On 25/03/2019 10:41, Patrick McManus wrote:

I've seen this confusion before, so I can clear it up!

Ray is (I believe) referring to the flexible re-ordering of DNS request-reply pairs of a TCP channel.. similar to HTTP/2 (though with less flexibility in granularity iirc). That addresses hol-blocking problems due to the time the server spends building replies.

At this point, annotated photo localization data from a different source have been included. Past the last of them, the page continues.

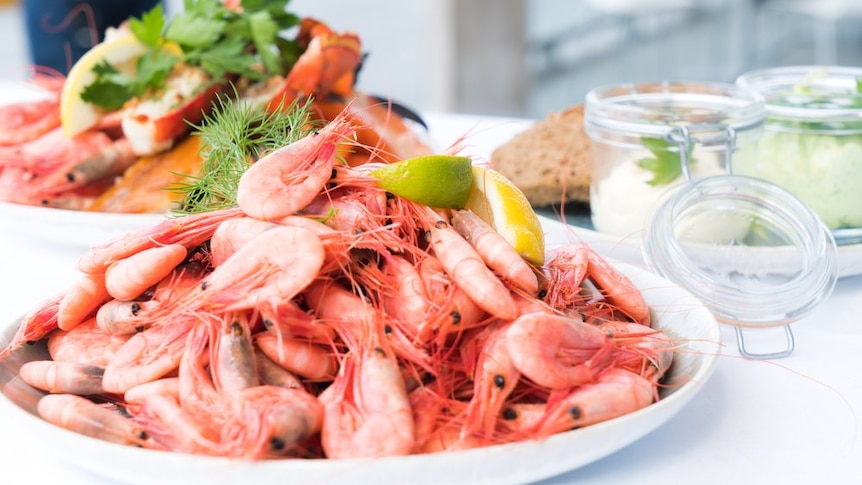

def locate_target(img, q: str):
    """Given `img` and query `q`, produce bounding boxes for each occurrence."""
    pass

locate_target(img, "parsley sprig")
[82,0,301,111]
[636,135,696,186]
[170,93,318,214]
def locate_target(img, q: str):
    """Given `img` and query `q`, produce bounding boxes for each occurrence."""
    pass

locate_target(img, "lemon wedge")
[465,165,545,266]
[61,32,149,137]
[60,33,182,137]
[370,154,473,209]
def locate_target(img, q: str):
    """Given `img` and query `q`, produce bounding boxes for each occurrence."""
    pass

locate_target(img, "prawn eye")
[502,408,517,420]
[537,288,548,299]
[66,172,75,183]
[130,302,141,316]
[383,324,392,335]
[201,281,209,290]
[330,168,338,179]
[450,310,461,324]
[270,437,286,451]
[493,374,505,389]
[372,347,387,358]
[568,406,582,420]
[230,321,243,335]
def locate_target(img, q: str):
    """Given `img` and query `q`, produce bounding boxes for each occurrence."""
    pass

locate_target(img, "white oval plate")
[0,80,170,248]
[0,202,168,247]
[0,262,721,485]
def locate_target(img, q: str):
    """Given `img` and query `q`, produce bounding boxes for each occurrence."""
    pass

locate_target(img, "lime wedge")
[465,165,545,266]
[370,155,473,209]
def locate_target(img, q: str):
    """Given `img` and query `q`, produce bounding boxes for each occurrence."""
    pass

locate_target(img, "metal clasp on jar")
[665,123,737,182]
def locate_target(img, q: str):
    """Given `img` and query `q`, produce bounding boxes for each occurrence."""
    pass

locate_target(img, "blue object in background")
[24,0,161,74]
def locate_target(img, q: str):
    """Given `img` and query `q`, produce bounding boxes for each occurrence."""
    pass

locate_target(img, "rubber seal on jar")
[642,174,838,359]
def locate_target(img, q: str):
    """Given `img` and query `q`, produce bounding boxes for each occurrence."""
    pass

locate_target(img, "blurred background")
[2,0,861,119]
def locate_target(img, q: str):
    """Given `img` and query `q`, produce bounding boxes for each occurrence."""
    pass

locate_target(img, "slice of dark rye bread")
[489,104,591,208]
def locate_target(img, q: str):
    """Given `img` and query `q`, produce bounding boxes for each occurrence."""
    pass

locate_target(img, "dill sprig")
[171,93,318,214]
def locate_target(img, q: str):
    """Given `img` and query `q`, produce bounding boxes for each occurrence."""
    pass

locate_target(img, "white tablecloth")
[1,113,861,484]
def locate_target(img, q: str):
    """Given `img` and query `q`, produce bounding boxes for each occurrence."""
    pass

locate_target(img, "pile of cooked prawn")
[0,111,675,460]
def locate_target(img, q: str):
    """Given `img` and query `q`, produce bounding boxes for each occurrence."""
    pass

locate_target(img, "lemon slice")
[60,33,184,137]
[465,165,545,266]
[370,154,473,209]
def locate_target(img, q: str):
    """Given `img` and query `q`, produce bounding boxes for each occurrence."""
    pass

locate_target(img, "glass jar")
[735,66,862,245]
[585,81,839,359]
[643,175,838,358]
[584,81,764,238]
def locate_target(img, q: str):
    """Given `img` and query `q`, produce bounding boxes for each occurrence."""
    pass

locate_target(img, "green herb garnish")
[82,0,301,110]
[636,135,696,186]
[171,93,318,214]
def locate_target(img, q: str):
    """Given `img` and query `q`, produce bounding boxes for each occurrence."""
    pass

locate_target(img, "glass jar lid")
[643,174,838,332]
[585,81,764,144]
[736,65,862,131]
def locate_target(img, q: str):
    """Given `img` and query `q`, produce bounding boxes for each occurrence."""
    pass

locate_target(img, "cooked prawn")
[236,112,354,221]
[19,360,105,395]
[125,383,220,454]
[198,225,326,312]
[254,332,337,381]
[461,321,520,439]
[535,368,655,436]
[379,253,432,343]
[255,350,304,390]
[450,209,539,295]
[57,273,110,331]
[221,385,324,459]
[96,261,208,335]
[104,243,188,301]
[47,317,131,366]
[0,73,62,146]
[423,209,519,321]
[37,393,150,447]
[101,314,197,394]
[544,245,650,325]
[210,312,259,395]
[319,346,415,458]
[505,312,617,390]
[0,292,62,360]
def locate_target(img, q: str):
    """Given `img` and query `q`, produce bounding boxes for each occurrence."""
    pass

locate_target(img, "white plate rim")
[0,201,170,247]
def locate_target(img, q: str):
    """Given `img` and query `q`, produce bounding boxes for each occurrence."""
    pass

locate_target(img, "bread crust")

Ian is (I believe) referring to head of line blocking problems related to TCP's in-order delivery semantic and packet loss. TCP packet loss will delay the delivery of received packets if there are outstanding unreceived lower-numbered packets. If the data in these packets are unrelated (e.g. different DNS request/reply pairs) - that causes head of line blocking to the application. That's true of http/2 and RFC7766 (anything tcp based really). QUIC streams provide a mechanism for identifying which sequences actually need to have that dependency. DoH with H3 would use separate streams for separate requests (as different HTTP exchanges are inherently on different streams).

Its a shame that the term hol blocking is used for both scenarios - it has caused a lot of confusion.

hth

Yes, that dh :)

I was indeed talking about DNS message re-ordering, and wasn't aware of this particular distinction at the TCP layer itself when compared to QUIC.